But recently I have really been pushing my boundaries in two areas, in terms of putting myself into public situations, where I frequently have to interact with strangers.

Three months ago, I got my first job as a woman. Got hired as a part time cashier and floor sales associate at a JC Penney retail store in our local mall. I've done well enough there that I have already been promoted to the first step on the management team! My job has me talking directly to customers every day. My customers and coworkers like me and accept me as female. Only a few of them ever even indicate that they realize I am a trans woman. Quite a few of my customers clearly assume I have been female my whole life!

But recently I've added a new exercise in public presentation. A coworker convinced me to join her at open mic comedy nights once a week, at two downtown bars. We get on stage in front of up to 20 or so strangers and do a 5-minute stand up comedy routine. it's been fun!

Out of the 10-15 aspiring comedians who usually show up, most of us are LGBT, and two of the others are trans women. So my act has often centered on talking openly about my experiences as an out of the closet, queer trans woman. I've gotten a lot of complements on my comedy, and our typical audience members seem to like my shows. But again, it involves a lot of public talking and interacting with strangers. It also involves being out and about in public, on downtown streets, often in daylight. It has been a lot of fun, but definitely challenges my 'comfort zone'.

bridget thronton
06-18-2023, 01:47 AM
Well done Ceera

Lana Mae
06-18-2023, 07:19 AM
Go, Ceera! Hugs Lana Mae

Sarah Doepner
06-18-2023, 12:25 PM
That sounds great from top to bottom.

Christie ann
06-21-2023, 02:06 PM
Awesome! That all sounds both a bit scary and wonderfully fulfilling. I too, try to push my own boundaries as a growing experience. Thanks for being out there and sharing your self with others and then giving us these success stories. It makes our going out easier because of the path you are paving.

Emily in the south
06-21-2023, 09:55 PM
That is so amazing Ceera! Way above & beyond what my comfort zone is right now.

Wish it was closer.. I come watch your routine.

Emily

Angela Marie
06-22-2023, 06:21 AM
Congratulations. Sounds great. I?m also pushing the boundaries; but in a different manner. But at the end of the day it?s all the same; becoming comfortable with our femininity as we go out in public.

kimdl93
06-24-2023, 12:03 PM
I am not sure which would frighten me most, customer service or stand-up.

Ceera
06-24-2023, 11:35 PM
The weirdest part for me, in doing the comedy, is that my comedy act is almost a full inverse of my daily behavior.

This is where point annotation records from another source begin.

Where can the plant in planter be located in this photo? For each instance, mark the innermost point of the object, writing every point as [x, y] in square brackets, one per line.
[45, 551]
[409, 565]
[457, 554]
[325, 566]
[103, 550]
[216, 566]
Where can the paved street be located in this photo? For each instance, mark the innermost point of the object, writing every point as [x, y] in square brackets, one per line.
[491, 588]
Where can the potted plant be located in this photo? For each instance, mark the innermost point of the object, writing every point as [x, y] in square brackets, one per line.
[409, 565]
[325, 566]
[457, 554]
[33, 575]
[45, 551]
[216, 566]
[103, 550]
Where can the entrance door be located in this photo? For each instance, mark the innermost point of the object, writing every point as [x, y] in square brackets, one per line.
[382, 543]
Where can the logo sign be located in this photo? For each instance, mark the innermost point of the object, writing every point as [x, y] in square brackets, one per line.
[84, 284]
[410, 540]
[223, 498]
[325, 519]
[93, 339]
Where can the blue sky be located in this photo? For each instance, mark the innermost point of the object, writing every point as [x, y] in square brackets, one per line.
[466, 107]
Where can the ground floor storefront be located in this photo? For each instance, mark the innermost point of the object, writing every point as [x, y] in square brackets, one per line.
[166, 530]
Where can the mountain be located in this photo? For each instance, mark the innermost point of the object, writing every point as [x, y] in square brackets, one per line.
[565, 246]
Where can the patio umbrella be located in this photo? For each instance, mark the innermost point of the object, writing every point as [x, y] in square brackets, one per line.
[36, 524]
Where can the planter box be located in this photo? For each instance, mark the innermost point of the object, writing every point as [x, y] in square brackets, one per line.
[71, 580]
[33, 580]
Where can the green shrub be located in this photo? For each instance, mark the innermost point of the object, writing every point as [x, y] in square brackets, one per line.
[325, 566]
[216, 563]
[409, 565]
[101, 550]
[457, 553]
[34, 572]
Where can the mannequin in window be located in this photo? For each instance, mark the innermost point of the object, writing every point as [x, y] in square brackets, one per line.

At work, or in virtually any other public setting, I try very hard to blend in and be accepted as a cisgender woman. I am successful, much more often than not. I usually dress and behave the same as the straight, cisgender women do. When in public, I rarely swear or talk about 'adult topics'. I'm invariably polite, and am happy and outgoing. I refer to myself as being a widow, and tend to use gender neutral terms in referring to my past self or to the person I was married to. If they assume I was a girl as a child, or that my deceased spouse was male, I see no reason to correct them.

Where it is appropriate, such as when someone misgenders me but seems not to be malicious, or when helping an LGBT customer, I may acknowledge that I am transgender. But again, if they aren't wanting to date me, there is no reason to elaborate on my preferences or gender issues.

But in one of my comedy shows? A lot of the other comics swear or make dirty jokes, so I do too - although my comedy is often milder than their acts. And the fact that I am out and proud as a mostly lesbian, bisexual, transgender woman is often a central factor in my humor. I suppose a factor there is that I am intentionally seeking to have many strangers at once pay attention to me. So I know they may be looking at me and noticing the inconsistencies more.

Crissy 107
06-27-2023, 08:54 PM
Ceera, I am so happy for you! You are doing things on your own terms and that is simply wonderful! I am always looking for your updates.

ClaudineD
07-16-2023, 11:45 AM
Congrats on continued courage to drive that inner need !!!